No sabía si me vacilaba o si hablaba en serio, así que he guardado silencio. Pero lo decía en serio, porque el recepcionista ha interpretado mi silencio como una negativa, y se ha echado a reír. “Bueno, si mañana sigue sin haber suministro, puede buscar otro hotel y le devolveré su dinero. Però hoy será mejor que se quede, porque no encontraría otra cama libre en toda la ciudad”, ha dicho.
Y yo, qué remedio, me he tenido que asear con el bidón de diez litros que me habían dejado en la bañera.
Después, he salida a dar una vuelta.
Argel tiene algunas similitudes con Orán. Se levanta al fondo de una amplia bahía que se abre hacia el norte, en un terreno algo elevado sobre el mar y con el puerto a los pies de su paseo marítimo ancho y señorial. Pero a pesar de tanta semblanza, las dos ciudades son rematadamente distintas. Una es más señora, la otra más gamberra. Cuando una presume de elegancia, la otra enseña sin rubor sus vergüenzas. Y mientras una se sabe capital, la otra es mercantil y comercial.
Pero Argel tiene algo a lo que Orán nada puede oponer. Es su luz, una luz clara y brillante que penetra desde el mar y se expande por sus avenidas paralelas al puerto y por los callejones que escalan sus empinadas cuestas, rebotadas en las blanquísimas fachadas de sus edificios. Todo el Argel moderno es de un blanco reciente y a juego con el azul claro que alegra todas sus puertas y ventanas.

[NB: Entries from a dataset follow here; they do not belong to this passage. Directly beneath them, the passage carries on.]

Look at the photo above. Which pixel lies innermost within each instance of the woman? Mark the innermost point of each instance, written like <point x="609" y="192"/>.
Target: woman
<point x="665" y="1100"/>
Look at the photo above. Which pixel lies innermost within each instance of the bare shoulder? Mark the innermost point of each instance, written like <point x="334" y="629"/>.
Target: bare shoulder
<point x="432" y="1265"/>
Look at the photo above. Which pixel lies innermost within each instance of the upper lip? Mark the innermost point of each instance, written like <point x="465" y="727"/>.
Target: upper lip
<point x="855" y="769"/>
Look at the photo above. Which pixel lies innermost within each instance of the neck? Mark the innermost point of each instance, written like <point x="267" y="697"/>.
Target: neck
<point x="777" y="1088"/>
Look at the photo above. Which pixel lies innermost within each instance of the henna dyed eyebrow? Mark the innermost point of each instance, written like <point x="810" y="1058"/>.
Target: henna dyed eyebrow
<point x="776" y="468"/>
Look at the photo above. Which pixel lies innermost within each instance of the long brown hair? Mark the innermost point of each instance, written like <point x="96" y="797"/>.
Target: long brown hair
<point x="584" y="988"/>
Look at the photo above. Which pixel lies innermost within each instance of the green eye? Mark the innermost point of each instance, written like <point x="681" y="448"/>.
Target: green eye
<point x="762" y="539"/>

Tenía razón Menad cuando afirmaba que Argel forma parte de una unidad mediterránea. La urbe actual, los barrios modernos que recorro, fue construida por los franceses y recuerda de forma inevitable a Marsella. El idioma de Molière es utilizado de forma habitual por las clases medias, como francesas son muchas expresiones, saludos y números que salpimientan el árabe que habla la mayoría.
Pero la ciudad es una sombra de lo que fue. A ella acuden anticuarios franceses a comprar muebles y lámparas antiguas a precio de saldo. Se han restaurado edificios, pero numerosas tiendas antiguas han tenido que cerrar. Los únicos establecimientos que han abierto en los últimos diez años son discretos locales de comida rápida, habilitados con el dinero de los inmigrantes que fluye de Francia.

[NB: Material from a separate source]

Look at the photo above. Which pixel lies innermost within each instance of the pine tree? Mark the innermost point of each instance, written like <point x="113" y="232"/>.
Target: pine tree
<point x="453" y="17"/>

Un día más, al caer la noche, todo queda sumido en una amenazante penumbra que ni una espléndida luna llena consigue alegrar. La gente desierta de las calles y sólo algunos cafés conservan cierta actividad.
También era Menad quien afirmaba que en la capital no tendría problemas porque hay mucha policía, que incluso era posible que alguna chica me invitase a tomar un café. Pero yo no las tengo todas. Por si acaso, hago lo que el resto de transeúntes, caminar a paso vivo hacia sitio seguro, esquivando bolsas de basura y a la mujer que duerme en un portal junto a un montón de ropa. Como algo, echo un par de monedas a la mano que me tienden a la salida del restaurante y a las nueve ya estoy de vuelta en el hotel.

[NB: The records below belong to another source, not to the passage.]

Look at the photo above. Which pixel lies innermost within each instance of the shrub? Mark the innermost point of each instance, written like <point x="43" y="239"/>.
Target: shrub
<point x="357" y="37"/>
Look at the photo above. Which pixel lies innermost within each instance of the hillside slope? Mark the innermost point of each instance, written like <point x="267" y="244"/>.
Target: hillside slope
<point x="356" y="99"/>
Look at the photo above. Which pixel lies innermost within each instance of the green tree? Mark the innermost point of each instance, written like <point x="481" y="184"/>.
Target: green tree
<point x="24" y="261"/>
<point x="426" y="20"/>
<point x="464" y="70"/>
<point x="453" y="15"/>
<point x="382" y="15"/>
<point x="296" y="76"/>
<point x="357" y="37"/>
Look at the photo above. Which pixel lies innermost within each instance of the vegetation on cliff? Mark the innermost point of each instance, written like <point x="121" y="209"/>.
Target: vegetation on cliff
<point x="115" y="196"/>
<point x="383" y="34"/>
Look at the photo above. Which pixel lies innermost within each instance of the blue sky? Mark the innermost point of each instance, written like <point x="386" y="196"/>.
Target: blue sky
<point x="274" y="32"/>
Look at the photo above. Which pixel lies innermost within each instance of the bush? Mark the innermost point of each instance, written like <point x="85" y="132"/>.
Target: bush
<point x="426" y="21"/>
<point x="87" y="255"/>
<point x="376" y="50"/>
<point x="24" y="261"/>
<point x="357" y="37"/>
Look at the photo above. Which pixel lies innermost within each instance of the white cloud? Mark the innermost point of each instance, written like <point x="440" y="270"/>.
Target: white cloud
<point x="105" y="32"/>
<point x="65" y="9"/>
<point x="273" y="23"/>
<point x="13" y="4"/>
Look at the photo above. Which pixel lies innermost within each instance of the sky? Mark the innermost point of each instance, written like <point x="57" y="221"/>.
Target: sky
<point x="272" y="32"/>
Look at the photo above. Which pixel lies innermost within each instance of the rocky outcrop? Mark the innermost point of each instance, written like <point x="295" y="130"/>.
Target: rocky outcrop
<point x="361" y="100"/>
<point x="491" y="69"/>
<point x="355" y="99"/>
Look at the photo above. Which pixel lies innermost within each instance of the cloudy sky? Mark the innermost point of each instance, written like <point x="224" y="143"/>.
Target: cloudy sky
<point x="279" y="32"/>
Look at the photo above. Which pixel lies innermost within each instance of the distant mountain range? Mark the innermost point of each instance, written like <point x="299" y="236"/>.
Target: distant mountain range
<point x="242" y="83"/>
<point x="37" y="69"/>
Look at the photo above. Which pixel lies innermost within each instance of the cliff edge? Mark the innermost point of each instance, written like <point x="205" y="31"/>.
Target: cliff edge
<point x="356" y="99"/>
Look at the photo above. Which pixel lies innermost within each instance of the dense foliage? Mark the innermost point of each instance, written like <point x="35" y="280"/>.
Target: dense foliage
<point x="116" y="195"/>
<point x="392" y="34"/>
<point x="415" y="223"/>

-Ah! l’espagnol! -me saluda el del bigotito al entrar.

El país está jodido. Menad –siempre él- no hablaba de integrismos, de islamismos ni de otros ismos, sino de falta de trabajo y de hambre.
Paradojas de Argel. El estudiante islámico con pinta de Bin Laden al que he visto comprando pizza en la calle Asselah Hocine comerá caliente, pero tiene que volver a casa corriendo para evitar que le roben.